The Power Broker by Robert Caro
Good biographies should be banquets and this is an epic feast of a book about an American town planner. Sound interesting? I promise it will change your life. So much so that when the author visited our shop the other day I dropped to my knees with forehead to ground in obeisance. He is the world's greatest living biographer and this, his first book, is an unforgettable multi-layered masterpiece and portrait of a man, a city and a culture. One of the pleasures of working at Heywood Hill is meeting one's heroes and Mr Caro did not disappoint.
The Pursuit of Love by Nancy Mitford
At Heywood Hill one of our most distinguished former colleagues was Nancy Mitford. She worked in the shop for three years during World War 2 and officers would flock to the shop to chat with her. She was also busy refining her writing style and we like to think her time at Heywood Hill influenced this gloriously witty novel published soon after. We create libraries for all sorts of people on all sorts of subjects around the world and this is one of the few titles that I include in almost every project.

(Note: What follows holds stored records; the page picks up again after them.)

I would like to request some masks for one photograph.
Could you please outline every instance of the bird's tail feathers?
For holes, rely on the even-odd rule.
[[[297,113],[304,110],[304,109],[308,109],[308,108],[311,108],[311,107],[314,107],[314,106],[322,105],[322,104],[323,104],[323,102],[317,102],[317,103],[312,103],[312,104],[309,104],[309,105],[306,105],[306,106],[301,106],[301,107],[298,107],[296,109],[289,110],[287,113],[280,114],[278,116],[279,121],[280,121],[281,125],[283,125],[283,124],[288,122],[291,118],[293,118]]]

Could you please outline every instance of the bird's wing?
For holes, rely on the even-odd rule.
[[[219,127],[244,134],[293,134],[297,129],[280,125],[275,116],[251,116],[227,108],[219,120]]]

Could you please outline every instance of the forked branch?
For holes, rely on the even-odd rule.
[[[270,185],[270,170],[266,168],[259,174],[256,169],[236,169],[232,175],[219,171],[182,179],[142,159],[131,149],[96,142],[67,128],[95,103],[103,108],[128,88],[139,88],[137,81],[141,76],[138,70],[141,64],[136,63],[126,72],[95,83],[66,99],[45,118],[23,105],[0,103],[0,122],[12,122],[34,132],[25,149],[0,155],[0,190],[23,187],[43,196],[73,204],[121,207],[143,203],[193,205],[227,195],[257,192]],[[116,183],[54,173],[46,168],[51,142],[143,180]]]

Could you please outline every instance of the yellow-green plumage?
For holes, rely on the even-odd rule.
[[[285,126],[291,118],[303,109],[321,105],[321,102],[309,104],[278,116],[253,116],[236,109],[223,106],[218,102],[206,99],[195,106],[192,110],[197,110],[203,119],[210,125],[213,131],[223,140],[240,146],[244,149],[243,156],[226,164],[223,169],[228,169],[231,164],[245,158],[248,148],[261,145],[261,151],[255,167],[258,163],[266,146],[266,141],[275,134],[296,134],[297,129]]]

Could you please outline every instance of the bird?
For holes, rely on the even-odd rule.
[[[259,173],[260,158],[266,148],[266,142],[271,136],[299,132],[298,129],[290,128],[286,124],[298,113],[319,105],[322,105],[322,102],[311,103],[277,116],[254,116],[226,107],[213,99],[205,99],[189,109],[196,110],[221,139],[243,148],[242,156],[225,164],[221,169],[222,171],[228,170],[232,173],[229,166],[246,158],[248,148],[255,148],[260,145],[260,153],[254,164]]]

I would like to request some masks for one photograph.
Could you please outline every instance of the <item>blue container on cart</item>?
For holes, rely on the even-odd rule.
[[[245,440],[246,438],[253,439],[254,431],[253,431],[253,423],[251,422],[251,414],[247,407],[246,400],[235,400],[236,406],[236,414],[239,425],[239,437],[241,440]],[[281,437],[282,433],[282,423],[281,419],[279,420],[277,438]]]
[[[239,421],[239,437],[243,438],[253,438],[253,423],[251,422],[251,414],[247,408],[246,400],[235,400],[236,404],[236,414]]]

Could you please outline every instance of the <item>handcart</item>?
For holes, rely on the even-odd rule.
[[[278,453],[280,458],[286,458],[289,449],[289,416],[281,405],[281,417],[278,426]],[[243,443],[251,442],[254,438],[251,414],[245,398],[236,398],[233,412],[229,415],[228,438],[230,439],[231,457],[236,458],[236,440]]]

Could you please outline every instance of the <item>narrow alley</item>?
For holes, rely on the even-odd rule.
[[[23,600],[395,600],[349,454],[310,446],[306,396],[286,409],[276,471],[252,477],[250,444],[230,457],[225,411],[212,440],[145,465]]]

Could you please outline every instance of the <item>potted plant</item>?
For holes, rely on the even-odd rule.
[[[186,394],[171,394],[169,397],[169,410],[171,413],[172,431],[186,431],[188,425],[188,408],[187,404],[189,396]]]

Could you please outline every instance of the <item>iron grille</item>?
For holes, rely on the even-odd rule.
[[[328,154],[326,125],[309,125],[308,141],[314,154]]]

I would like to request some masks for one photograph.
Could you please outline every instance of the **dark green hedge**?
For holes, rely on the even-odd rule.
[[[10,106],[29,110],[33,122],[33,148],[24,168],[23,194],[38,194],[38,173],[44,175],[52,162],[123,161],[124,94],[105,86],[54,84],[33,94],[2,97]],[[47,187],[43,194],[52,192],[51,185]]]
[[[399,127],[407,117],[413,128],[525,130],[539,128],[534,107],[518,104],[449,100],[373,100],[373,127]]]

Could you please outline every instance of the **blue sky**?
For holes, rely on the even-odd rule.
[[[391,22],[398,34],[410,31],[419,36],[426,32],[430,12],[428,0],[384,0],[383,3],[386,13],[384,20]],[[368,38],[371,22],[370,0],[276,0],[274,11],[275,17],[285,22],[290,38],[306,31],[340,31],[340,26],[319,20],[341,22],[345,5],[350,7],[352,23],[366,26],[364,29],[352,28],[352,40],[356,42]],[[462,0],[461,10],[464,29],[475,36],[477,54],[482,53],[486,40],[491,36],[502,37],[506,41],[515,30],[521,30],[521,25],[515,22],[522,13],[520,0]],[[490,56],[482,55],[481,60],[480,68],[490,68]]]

Flashman by George MacDonald Fraser
I read this book with its wild and brilliant conceit as a teenager and devoured every word the great man wrote. He was a customer and my predecessor had a hand in helping it into print. Long after the author died we were asked to sell his books, which we did with great pleasure. We like finding new homes for good books. On this occasion we asked Dominic West to dress up as Flashman and he swanked around Mayfair twirling his whiskers and sword and stopping traffic in the process.